Anoche tuve un sueño. En mi mente aparecía, como en una película en blanco y negro, un niño con pantalones cortos, una camiseta y un jersey con agujeros en los codos y unos zapatos con las suelas desgastadas y los efectos propios de las patadas al balón y a las piedras del camino. Era domingo y, tras el salivazo de rigor en el dedo que hacía las veces de peine, salía con la raya al lado y el pelo pegado camino de la iglesia. Algunos de sus amigos ya no tenían esa obligación, ni estaban expuestos a la tortura del qué dirán. Podían jugar a las canicas o al trompo sin tener que dar explicaciones después sobre como iba vestido el cura y qué había dicho en el púlpito.

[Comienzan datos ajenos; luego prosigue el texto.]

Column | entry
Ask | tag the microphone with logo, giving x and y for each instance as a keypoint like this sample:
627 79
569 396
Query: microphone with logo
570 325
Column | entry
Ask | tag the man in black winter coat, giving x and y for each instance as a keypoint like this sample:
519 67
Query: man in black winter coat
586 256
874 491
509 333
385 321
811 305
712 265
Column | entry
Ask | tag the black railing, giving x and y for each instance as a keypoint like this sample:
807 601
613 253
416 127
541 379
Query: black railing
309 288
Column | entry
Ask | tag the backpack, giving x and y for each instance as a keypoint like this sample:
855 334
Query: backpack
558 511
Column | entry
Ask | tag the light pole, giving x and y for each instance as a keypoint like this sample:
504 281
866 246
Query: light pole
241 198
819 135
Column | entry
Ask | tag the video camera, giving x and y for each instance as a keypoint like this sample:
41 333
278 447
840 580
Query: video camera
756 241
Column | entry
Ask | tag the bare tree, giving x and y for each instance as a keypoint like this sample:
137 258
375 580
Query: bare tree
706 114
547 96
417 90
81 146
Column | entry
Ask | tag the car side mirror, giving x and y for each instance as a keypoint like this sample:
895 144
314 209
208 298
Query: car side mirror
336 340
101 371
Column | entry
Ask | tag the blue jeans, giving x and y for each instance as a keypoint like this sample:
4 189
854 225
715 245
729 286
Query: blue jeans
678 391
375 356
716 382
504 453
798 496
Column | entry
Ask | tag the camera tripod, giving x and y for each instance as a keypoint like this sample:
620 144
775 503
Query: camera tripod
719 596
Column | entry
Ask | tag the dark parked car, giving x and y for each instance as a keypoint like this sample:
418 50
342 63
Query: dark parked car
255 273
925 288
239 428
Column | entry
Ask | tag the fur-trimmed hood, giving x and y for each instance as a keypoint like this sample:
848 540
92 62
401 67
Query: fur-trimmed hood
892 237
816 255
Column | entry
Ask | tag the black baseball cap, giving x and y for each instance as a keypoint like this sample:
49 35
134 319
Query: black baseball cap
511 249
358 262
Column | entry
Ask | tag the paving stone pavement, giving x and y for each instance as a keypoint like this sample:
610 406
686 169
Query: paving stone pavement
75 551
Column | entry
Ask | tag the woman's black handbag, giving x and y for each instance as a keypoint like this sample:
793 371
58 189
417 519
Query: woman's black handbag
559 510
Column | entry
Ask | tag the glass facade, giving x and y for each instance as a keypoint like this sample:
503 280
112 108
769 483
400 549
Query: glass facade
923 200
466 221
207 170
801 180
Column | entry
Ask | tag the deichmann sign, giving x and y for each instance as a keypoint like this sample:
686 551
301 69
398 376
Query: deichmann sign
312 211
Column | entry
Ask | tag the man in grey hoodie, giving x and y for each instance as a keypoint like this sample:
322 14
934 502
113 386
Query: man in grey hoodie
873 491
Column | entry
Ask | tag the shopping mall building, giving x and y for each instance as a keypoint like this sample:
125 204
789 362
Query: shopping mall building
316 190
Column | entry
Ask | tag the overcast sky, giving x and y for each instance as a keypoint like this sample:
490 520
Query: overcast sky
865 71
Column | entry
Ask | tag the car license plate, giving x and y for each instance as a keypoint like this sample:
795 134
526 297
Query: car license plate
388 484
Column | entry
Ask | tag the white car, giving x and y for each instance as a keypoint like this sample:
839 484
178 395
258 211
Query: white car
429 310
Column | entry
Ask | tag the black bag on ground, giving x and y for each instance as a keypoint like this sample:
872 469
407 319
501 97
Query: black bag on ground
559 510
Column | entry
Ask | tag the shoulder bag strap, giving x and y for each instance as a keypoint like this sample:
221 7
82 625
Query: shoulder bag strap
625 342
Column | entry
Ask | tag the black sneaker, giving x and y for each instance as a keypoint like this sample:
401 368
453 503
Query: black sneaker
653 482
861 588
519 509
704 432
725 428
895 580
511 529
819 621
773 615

Entre vuelta y vuelta, la visión avanzaba en el tiempo en el que cualquier comentario sobre política era tabú y solo se podía hablar de esos temas entre susurros. Ya no digo nada si alguna pregunta tenía que ver con los “rojos”. Sobresaltado, me desperté con la cara impregnada de de sudor y encendí la televisión para olvidar la tortura que Morfeo me había impuesto. Puse un informativo al azar y mis glándulas sudoríparas lejos de relajarse se alteraron todavía más hasta el punto de que los efectos ya se dejaban ver en el pijama.

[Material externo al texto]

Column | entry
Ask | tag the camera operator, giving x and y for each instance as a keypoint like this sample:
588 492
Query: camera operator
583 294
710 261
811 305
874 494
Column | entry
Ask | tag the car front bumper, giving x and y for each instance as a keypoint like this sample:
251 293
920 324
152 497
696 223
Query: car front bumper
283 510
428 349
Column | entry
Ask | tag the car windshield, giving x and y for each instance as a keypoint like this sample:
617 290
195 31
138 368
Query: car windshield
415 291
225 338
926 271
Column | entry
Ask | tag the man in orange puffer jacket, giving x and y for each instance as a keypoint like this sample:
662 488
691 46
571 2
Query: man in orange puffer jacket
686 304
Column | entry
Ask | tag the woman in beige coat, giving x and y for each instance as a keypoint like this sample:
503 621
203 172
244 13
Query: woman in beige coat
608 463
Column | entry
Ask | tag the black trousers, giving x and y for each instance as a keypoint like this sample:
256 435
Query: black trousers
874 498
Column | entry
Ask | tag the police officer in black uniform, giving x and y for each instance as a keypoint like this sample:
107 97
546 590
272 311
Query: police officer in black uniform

En el monitor aparecían unos señores que se enorgullecían de pertenecer a la derecha sin complejos, de haber conseguido representación parlamentaria en Andalucía, que estaban en alza en el resto de España y que defendían una educación concertada y segregada y que la violencia machista era un término a erradicar porque para ellos no existía.

Tuve que beber un vaso de agua para despejarme. Quizá seguiría en esa fase del sueño en la que todavía no se es consciente de la realidad. Pero al dar el último trago, y ya en otro canal por aquello de contrastar la información, me entero de que esos mismos abogan por una policía de fronteras para expulsar a los inmigrantes, al mismo tiempo de que en su política cultural prima el apoyo a los toros, a la caza, al flamenco y a la Semana Santa.

No puede ser, pensé. Apagué el televisor que me hipnotizaba y abrí un periódico para comprobar si lo que había visto en la caja tonta solo era el fruto de mi imaginación, pero nada más comenzar a leer me sobresalté. Mi sueño era más real de lo que parecía y a partir de ahí el sudor se volvió frío y entre temblores reflexioné que la ultraderecha tenía que llegar a España tarde o temprano.

Quizá estuvo siempre presente, aunque disimulada y camuflada en los últimos años, pero ahora, con el auge del extremismo en Europa, se ha despojado de todas sus alforjas para marcar la agenda política tras su irrupción en el parlamento andaluz con doce diputados y un pacto que arrastra al PP y que también afecta a Ciudadanos, pese a su insistencia en la equidistancia.

Sonó el despertador y su monótona música hizo que poco a poco me desperezara para iniciar la actividad diaria con el runrún en mi cabeza de lo que me había sucedido por la noche no era un sueño, sino una pesadilla, que no es otra cosa que el reflejo de nuestros miedos y preocupaciones.